The obvious counter to my approach is to argue that drug prices should be set by the free market: if people are willing to pay large sums for drugs, then the drug companies should be free to charge those prices. After all, companies like Apple and Porsche sell expensive products without (generally) being demonized for making profits.

The easy response is that luxury cars and Macbooks are optional luxuries that a person can easily do without and there are many cheaper (and better) alternatives. However, drug companies sell drugs that are necessary for a person’s health and even survival. They are usually not optional products. There is also the fact that drug companies enjoy patent protection that precludes effective competition. While Apple does hold patents on its devices, there are many competitors. For example, if you don’t want to pay a premium for an Apple computer, you have your pick of thousands of options. But, if you need certain medications, your options can be much more limited.  

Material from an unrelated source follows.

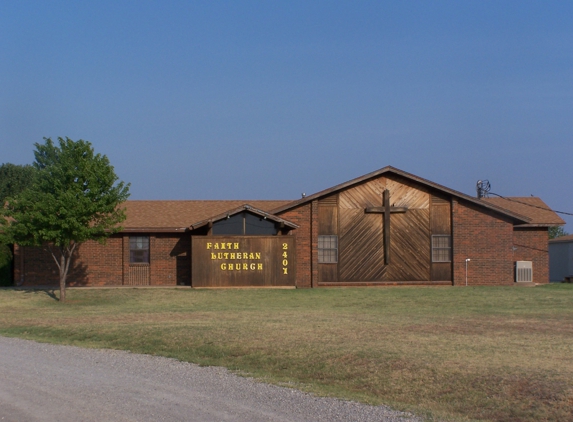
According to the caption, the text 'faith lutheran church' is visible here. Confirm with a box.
[14,167,564,288]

While defenders of drug prices laud the free market and decry “government interference”, their ability to charge high prices depends on the “interference” of the state. As noted above, the United States and other governments issue patents to drug companies that grant them exclusive ownership. Without this protection, a company that wanted to charge $750 for a $13.50 pill would find competitors rushing to sell the pill for far less. After all, it would be easy enough for a competitor to analyze a drug and produce it. By accepting the patent system, the drug companies accept that the state has a right to engage in legal regulation in the drug industry, to replace the invisible hand with a very visible hand of the state. Once this is accepted, the door is opened to allowing additional regulation on the grounds that the state will provide protection for the company’s property using taxpayer money in return for the company agreeing not to engage in harmful pricing of drugs. Roughly put, if the drug companies expect people to obey the social contract with the state, they also need to operate within the social contract. Companies could, of course, push for a truly free market: they would be free to charge whatever they want for drugs without state interference, but there would be no state interference into the free market activities of their competitors when they duplicate the high price drugs and start undercutting the prices. But, as always, companies want a free market when freedom benefits them and a nanny state when it benefits them.

In closing, if the drug companies want to keep the patent protection they need for high drug prices, they must be willing to operate within the social contract. After all, citizens should not be imposed upon to fund the protection of the people who are, some might claim, robbing them.